A Volunteer Doctor Saves Lives in Liberia

  • October 27, 2014
  • Emergency Programs, Newsroom, Africa and Middle East

“Today, I am happy to say she is improving and slowly recovering. But she is just one of so many people in Liberia who are at risk because of the Ebola tsunami that swept through an already fragile healthcare system.”

Dr. Richard Sacra, a volunteer doctor working with SIM-USA, using medicines and supplies donated by Medical Outreach program

Volunteer doctors who receive medicines and supplies donated by AmeriCares Medical Outreach program travel to some of the poorest countries in the world to provide health care, often under daunting conditions. Dr. Richard Sacra, a physician from Worcester, Massachusetts, and working with the organization SIM-USA, arrived in Liberia in mid-August to perform critical surgeries in the midst of an international health emergency, the deadly Ebola outbreak. For these medical professionals, a considerable risk is outweighed by a greater need.

The Ebola crisis has closed many health facilities in Liberia, the epicenter of a disease that has already infected more than 10,000 people. With many local health workers infected and protective supplies and medicines running out, people with other critical health needs may have no place to seek treatment.

Dr. Sacra arrived at ELWA Hospital with a stock of medicines and surgical supplies donated by AmeriCares and immediately went to work, performing 35 surgeries and seeing 65 patients – treating many pregnant women who had no place else to go.

Describing one surgery, he said he received a phone call from a friend to appeal for their neighbor, a 13-year-old girl who was very sick with severe abdominal pain. They had been to several hospitals but none was able to accept her. The family was desperate. Even ELWA Hospital in the midst of the health crisis was only treating obstetric patients. His colleague, Dr. Jerry Brown, ELWA Hospital Medical Director, who had already spent a long exhausting day treating patients, examined the young girl and agreed that immediate surgery was necessary.

They started her two hours of surgery at 10 that night and repaired serious intestinal damage from a previous typhoid infection – and then spent the rest of the night monitoring her progress as she had a fever and trouble breathing.

Dr. Sacra reports, “Today, I am happy to say she is improving and slowly recovering. But she is just one of so many people in Liberia who are at risk because of the Ebola tsunami that swept through an already fragile healthcare system.”

He adds, “My trip was unfortunately cut short when I came down with the Ebola virus and had to be transported back to Nebraska’s bio-containment unit. Thank God, I survived. I hope to go back to Liberia in January or February with another AmeriCares donation. Thank you.”
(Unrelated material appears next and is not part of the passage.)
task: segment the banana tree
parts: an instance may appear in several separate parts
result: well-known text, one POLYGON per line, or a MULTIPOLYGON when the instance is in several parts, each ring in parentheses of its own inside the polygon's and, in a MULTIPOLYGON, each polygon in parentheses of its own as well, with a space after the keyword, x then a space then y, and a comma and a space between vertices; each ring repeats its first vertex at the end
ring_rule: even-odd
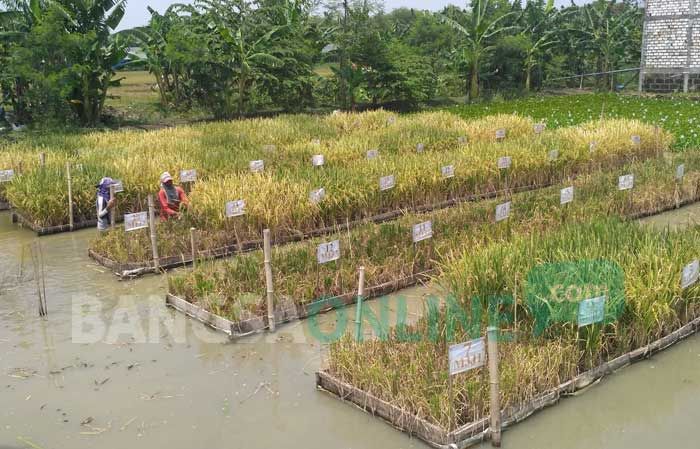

Dr. Sacra was discharged from the Nebraska unit and returned home to Massachusetts on September 25.

Our Medical Outreach program provides medicines and supplies to help thousands of medical professionals like Dr. Sacra every year – each one doing extraordinary work saving lives, sometimes risking their own. Supporting health workers around the world and building health care access for the millions of people who lack basic care is a cornerstone of our work at AmeriCares.